La Cour de cassation a fait évoluer sa jurisprudence sur le formalisme du testament olographe par un arrêt rendu le 23 mai 2024. Désormais, les juges de droit reconnaissent sa validité même partiellement écrit de la main d’un tiers.
En l’espèce, le défunt avait laissé un testament olographe dans lequel une partie de la date avait été rédigée par un tiers. Effectivement, le « 9 » du 26 mars 2009 n’aurait pas été rédigé par le disposant. Le fils du défunt conteste la validité formelle du testament qui instituait un tiers légataire d’un ensemble immobilier.
Rappel : le formalisme applicable au testament olographe
Le testament est un acte unilatéral de disposition à titre gratuit et à cause de mort.
Le testament olographe doit respecter un strict formalisme : selon l’article 970 du code civil, il doit être intégralement écrit, daté et signé de la main du testateur, afin de confirmer avec certitude son identité.

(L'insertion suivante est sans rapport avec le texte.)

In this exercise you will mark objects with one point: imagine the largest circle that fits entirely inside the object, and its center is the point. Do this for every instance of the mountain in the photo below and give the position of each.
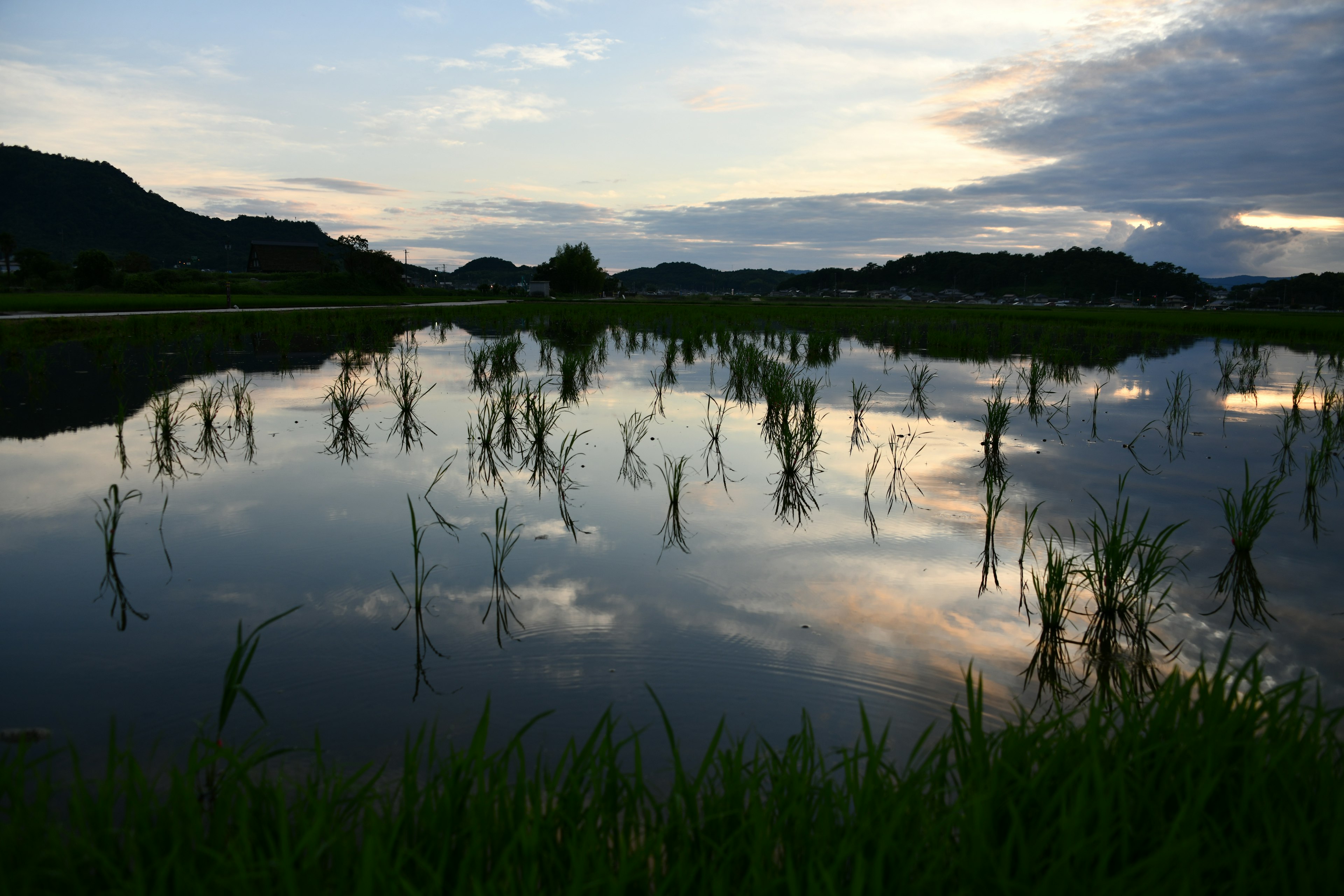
(1064, 273)
(64, 206)
(687, 277)
(1240, 280)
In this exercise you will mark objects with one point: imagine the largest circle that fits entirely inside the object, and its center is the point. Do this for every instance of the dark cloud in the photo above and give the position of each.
(1233, 109)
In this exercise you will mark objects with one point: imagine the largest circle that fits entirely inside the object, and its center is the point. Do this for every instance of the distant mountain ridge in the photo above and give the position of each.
(689, 277)
(1240, 280)
(64, 206)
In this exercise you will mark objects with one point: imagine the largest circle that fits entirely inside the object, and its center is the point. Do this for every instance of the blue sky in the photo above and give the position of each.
(732, 133)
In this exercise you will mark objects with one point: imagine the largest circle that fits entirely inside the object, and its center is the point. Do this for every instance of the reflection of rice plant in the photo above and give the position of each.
(1245, 519)
(1178, 414)
(1029, 522)
(994, 506)
(634, 432)
(1129, 447)
(121, 441)
(406, 396)
(416, 602)
(1051, 664)
(862, 398)
(869, 518)
(483, 445)
(1319, 473)
(1034, 378)
(795, 442)
(109, 519)
(995, 421)
(1126, 570)
(167, 448)
(904, 452)
(713, 453)
(674, 479)
(439, 475)
(1285, 460)
(566, 461)
(502, 596)
(541, 417)
(346, 397)
(921, 379)
(1097, 389)
(210, 445)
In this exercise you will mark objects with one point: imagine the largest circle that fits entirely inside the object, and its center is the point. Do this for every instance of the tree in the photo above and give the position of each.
(136, 264)
(573, 269)
(371, 264)
(35, 264)
(93, 268)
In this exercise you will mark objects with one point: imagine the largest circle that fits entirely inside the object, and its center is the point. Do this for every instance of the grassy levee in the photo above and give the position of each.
(1218, 782)
(93, 303)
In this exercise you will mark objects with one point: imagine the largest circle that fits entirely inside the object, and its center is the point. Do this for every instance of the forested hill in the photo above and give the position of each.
(64, 206)
(695, 279)
(1065, 273)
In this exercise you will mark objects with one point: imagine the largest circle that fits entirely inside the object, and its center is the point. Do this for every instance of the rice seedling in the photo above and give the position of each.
(862, 398)
(796, 444)
(108, 520)
(406, 396)
(541, 417)
(209, 753)
(167, 449)
(509, 398)
(1176, 414)
(502, 596)
(416, 602)
(869, 518)
(566, 461)
(1208, 785)
(674, 522)
(1319, 473)
(1244, 520)
(1126, 572)
(1034, 378)
(1029, 522)
(163, 542)
(1051, 663)
(1097, 389)
(1129, 447)
(483, 467)
(904, 453)
(439, 475)
(121, 441)
(659, 383)
(715, 468)
(1285, 433)
(210, 445)
(347, 440)
(921, 378)
(992, 506)
(995, 421)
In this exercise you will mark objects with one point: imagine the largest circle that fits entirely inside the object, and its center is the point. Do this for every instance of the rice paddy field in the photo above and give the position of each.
(808, 528)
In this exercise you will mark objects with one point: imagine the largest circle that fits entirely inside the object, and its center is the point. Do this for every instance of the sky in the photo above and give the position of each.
(733, 133)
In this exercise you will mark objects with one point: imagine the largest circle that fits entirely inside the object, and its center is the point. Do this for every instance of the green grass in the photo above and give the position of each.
(92, 303)
(1218, 782)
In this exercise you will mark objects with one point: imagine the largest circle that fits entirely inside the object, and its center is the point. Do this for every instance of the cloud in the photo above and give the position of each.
(1232, 109)
(463, 108)
(589, 48)
(339, 184)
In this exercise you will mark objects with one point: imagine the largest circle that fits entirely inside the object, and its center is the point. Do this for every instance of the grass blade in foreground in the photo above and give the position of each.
(1218, 782)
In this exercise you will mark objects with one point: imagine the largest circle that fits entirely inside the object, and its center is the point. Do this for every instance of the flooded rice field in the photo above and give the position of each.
(749, 520)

Il s’agit d’un formalisme exigé ad validitatem. L’absence d’une des trois conditions exigées par l’article 970 du code civil entrainant la nullité du testament (article 1001 du code civil).
Ainsi, le testament est nul lorsqu’il a été écrit par un tiers, intégralement ou partiellement. Toutefois, la seule présence d’une écriture étrangère sur le testament n’est pas toujours cause de nullité.
Néanmoins, nonobstant ce socle de règles, les juges sont régulièrement réticents à prononcer la nullité d’un testament olographe, représentative des dernières volontés de son auteur, en sauvant des testaments ne respectant pas les conditions posées par le code civil.
Effectivement, un testament dont la date est erronée, incomplète ou absente, ne sera pas nécessairement annulé s’il existe dans l’acte des éléments intrinsèques, éventuellement corroborés par des éléments extrinsèques, permettant de dater le testament (Cour de cassation, chambre des requêtes, 19 février 1818) ou de déterminer une période au cours de laquelle il aurait été rédigé.
La Cour de cassation a longtemps prononcé la nullité du testament olographe en l’absence de date complète. Assouplissant sa jurisprudence, elle a opéré un revirement rendant le formalisme moins strict lorsque les intérêts du testateur ne sont pas en cause (Arrêt Payan, Cour de cassation, 1re chambre civile, 9 mars 1983 ; et Arrêt Garon, Cour de cassation, 1re chambre civile, 10 mai 2007).
Dès lors, l’absence de date précise n’entraine plus la nullité systématique du testament.
L’originalité d’une décision portant sur une date complète mais partiellement rédigée par un tiers
Dans cette affaire, le « 9 » ayant été rédigé par un tiers, la Cour d’appel avait conclu que le testament n’avait pas été entièrement écrit de la main de la testatrice. Elle avait, alors, prononcé la nullité du testament litigieux. Ce vice formel suffisait donc à emporter la nullité du testament.
La Cour de cassation casse l’arrêt d’appel : « en se déterminant ainsi, sans rechercher, comme elle y était invitée, si en dépit de cette irrégularité, des éléments intrinsèques à l’acte, dont faisait partie la mention « 26 mars 200 » écrite de la main de la testatrice, éventuellement corroborés par des éléments extrinsèques, ne permettaient pas d’établir que le testament avait été rédigé au cours d’une période déterminée, la cour d’appel n’a pas donné de base légale à sa décision ».
Cet arrêt s’inscrit dans la continuité de la jurisprudence sur la question de la date du testament olographe, la recherche des éléments intrinsèques éventuellement corroborés par des éléments extrinsèques servant à déterminer une période au cours de laquelle il aurait été rédigé.
En revanche, de manière singulière, et contrairement aux jurisprudences sur le sujet, la date était ici présente, mais seulement partiellement rédigée par un tiers. Les juges de cassation semblent, ainsi, ici étendre leur jurisprudence à une cas différent d’une simple absence de date du testament.